An overwhelmingly massive majority of tip-earning nightlife and hospitality employees at D.C. bars, restaurants, and nightclubs strongly support the current tip-wage system. Tipped workers don’t want anyone trying to “fix” their jobs. Ask your bartender or server – they’ll tell you they make good wages and their jobs aren’t “broken” – and they’re tired of an outside anti-tipping group insulting them and our city’s robust, responsible, and recognized community hospitality.
That’s simply a fact.
Due to the huge and unified outpouring of local tipped workers urging elected city officials to preserve the tip-wage system, the D.C. Council and Mayor Muriel Bowser acted unanimously in 2016 to keep it in place. Tipped employees are now asking D.C. voters to support them, their jobs, their professional careers, and their good incomes.
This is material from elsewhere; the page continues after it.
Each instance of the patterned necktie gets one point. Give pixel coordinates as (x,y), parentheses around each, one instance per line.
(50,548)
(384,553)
Last year, after tipped worker incomes fell so far and fast following passage of a similar ballot initiative in Maine, thousands of tipped employees successfully persuaded the state legislature to restore the tip credit wage system on a broadly bipartisan basis.
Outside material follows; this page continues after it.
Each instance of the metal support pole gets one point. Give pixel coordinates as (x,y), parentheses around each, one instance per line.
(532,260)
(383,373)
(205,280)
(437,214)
Despite the arguments of those pushing the ballot initiative, this is not a #MeToo moment – or solution. Tipping is not the cause of sexual harassment or racial discrimination by customers, and shifting tipped workers to an hourly-wage income model won’t magically eliminate either. These are issues that all types of businesses confront, and the hospitality community has been exemplary in becoming a leader in working to ensure safe workplace environments for all staff.
A solitary national special-interest political group refuses to listen to the clear and consistent voice of a vast and overwhelming majority of tipped workers at D.C. bars, restaurants, nightclubs, and entertainment venues. This controversial and outsider political group wants you to ignore what tipped workers want. Don’t let them do it.
After all, it’s the professional livelihoods and good incomes of tipped workers that are at stake.